The researchers also made minor statistical adjustments to account for any error that might have crept into the data, such as classifying women in the wrong group.
What were the basic results?
From a population of more than 870,000 women, the researchers identified 15,710 cases of stroke, matched to 59,958 controls. The main results were as follows:
- Across the whole cohort of women, the rate of stroke was 2.85 cases per 1,000 women per year.
- Women using low-dose oestrogen patches (with or without progestogen) had no increased risk of stroke compared with women who had not used HRT [rate ratio 0.81 (95% CI 0.62 to 1.05)].
- Women using high-dose patches had an increased risk of 89% compared with non-users [rate ratio 1.89 (95% CI 1.15 to 3.11)].
- Women using HRT orally, including low- and high-dose, had a 28% higher rate of stroke than non-users [rate ratio 1.28 (1.15 to 1.42)].
- The stroke risk may be 35% higher in long-term users of oral oestrogens than in non-users [rate ratio 1.35 (95% CI 1.20 to 1.52)].
They also found HRT use among the cohort to be relatively low, with only about 7% of women using it. HRT taken orally was far more common than HRT patches: in the control group, between 72 and 91% of current users were taking tablets.
How did the researchers interpret the results?
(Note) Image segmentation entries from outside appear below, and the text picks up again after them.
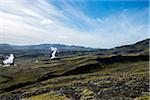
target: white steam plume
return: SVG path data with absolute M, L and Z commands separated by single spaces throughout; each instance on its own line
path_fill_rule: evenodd
M 51 47 L 51 51 L 52 51 L 52 54 L 51 54 L 50 59 L 54 59 L 56 57 L 57 48 Z

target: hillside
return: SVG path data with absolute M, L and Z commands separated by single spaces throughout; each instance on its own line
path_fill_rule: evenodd
M 47 51 L 18 49 L 17 66 L 0 68 L 0 99 L 148 100 L 148 45 L 149 39 L 107 50 L 66 50 L 54 60 Z

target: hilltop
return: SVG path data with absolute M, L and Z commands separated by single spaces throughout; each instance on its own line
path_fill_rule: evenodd
M 0 68 L 2 100 L 147 100 L 149 97 L 149 39 L 113 49 L 74 49 L 70 54 L 68 49 L 60 51 L 54 60 L 48 60 L 44 50 L 40 54 L 40 50 L 34 53 L 32 50 L 17 49 L 14 51 L 17 66 Z

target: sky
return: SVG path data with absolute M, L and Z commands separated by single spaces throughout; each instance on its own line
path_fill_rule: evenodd
M 0 43 L 112 48 L 149 38 L 148 0 L 0 0 Z

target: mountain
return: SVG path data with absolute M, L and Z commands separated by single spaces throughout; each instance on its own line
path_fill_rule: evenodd
M 50 47 L 57 47 L 60 55 L 76 54 L 79 52 L 88 53 L 93 52 L 96 55 L 128 55 L 128 54 L 148 54 L 149 53 L 149 39 L 137 42 L 131 45 L 124 45 L 111 49 L 94 49 L 82 46 L 68 46 L 62 44 L 39 44 L 17 46 L 10 44 L 0 44 L 0 54 L 14 53 L 16 55 L 37 55 L 47 54 L 50 52 Z
M 132 45 L 124 45 L 111 49 L 112 54 L 148 54 L 149 39 L 137 42 Z

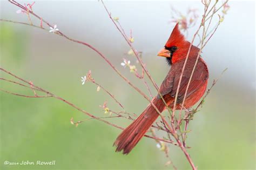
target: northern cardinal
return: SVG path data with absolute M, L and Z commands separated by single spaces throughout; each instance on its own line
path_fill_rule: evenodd
M 177 23 L 164 47 L 158 54 L 159 56 L 166 57 L 167 63 L 171 66 L 168 74 L 160 87 L 159 92 L 171 108 L 173 108 L 179 80 L 190 45 L 190 43 L 186 40 L 178 26 L 178 23 Z M 192 46 L 179 90 L 176 107 L 178 110 L 180 109 L 180 104 L 183 102 L 199 52 L 199 48 Z M 207 65 L 203 59 L 199 57 L 189 85 L 184 104 L 185 107 L 191 107 L 201 98 L 206 89 L 208 78 Z M 152 101 L 160 112 L 166 108 L 159 95 L 155 97 Z M 114 146 L 117 147 L 116 151 L 123 150 L 123 154 L 129 153 L 159 115 L 151 104 L 149 104 L 140 115 L 117 137 L 114 142 Z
Using low-dose HRT patches does not seem to increase the risk of stroke and may, therefore, be a safer alternative to taking HRT orally, the researchers conclude. They point out that the results are in line with the presumption that, since HRT patches deliver oestrogen directly into the bloodstream and avoid the liver, certain processes carried out by the liver, which could raise the risk of blood clots and inflammation, are avoided. However, they point out that this possible effect may vary according to HRT dose.
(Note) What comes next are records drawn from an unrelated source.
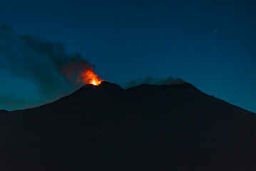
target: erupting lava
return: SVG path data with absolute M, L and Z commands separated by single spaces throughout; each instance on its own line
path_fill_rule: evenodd
M 103 79 L 98 77 L 98 75 L 93 73 L 92 70 L 86 70 L 82 73 L 83 82 L 86 84 L 93 84 L 94 86 L 100 85 Z

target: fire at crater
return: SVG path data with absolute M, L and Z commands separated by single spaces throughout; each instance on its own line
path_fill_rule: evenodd
M 98 77 L 92 70 L 86 70 L 82 73 L 83 83 L 86 84 L 93 84 L 94 86 L 98 86 L 101 84 L 103 79 Z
The researchers say that, on their own, the results are not “definitive evidence” that patches are safer, but argue that “this study should encourage further research on the importance of the route of administration to define the role of transdermal oestrogens in the therapeutic arsenal for the treatment of menopausal symptoms”.
This large and carefully-designed study, seemingly the first of its kind to look at stroke risk and different routes of administration of HRT, has found that low-dose HRT patches may be safer to use than oral HRT, in terms of stroke risk. The study took into account many other risk factors for HRT and it also took into account the trend in use of HRT over time, by the matching of cases and controls in calendar time.
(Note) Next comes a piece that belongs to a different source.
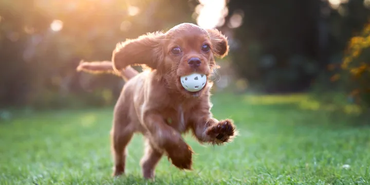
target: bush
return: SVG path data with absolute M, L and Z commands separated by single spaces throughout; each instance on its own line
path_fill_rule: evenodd
M 345 92 L 363 108 L 370 107 L 370 24 L 352 38 L 338 73 L 332 77 Z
However, the authors note one drawback: they were unable to take into account women’s social and economic status or educational background, which could have affected the results. They did, however, match all cases with controls from the same general practice, which may have indirectly controlled for socio-economic status. Other minor limitations include lack of access to patients’ charts to validate stroke diagnosis (although the use of diagnosis codes for stroke is thought to be accurate) and lack of differentiation between different types of stroke.
Although further research is needed, this important finding could affect both prescribing practice and women’s choice of which method of HRT they wish to use.
It is important to point out that, although the increases in risk for women using high-dose patches and all types of oral HT look high, these are relative risk increases. For example, in the present study, overall, between two and three women in every 1,000 had a stroke each year. The 89% increased risk associated with use of high-dose patches would equate to about two to three extra women in every thousand potentially having a stroke on high-dose patches compared with if they had received no treatment.
HRT is also associated with an increased risk of other disorders including breast cancer, venous thromboembolism and, in some women, coronary heart disease. It is important to note that the present study only looked at stroke risk.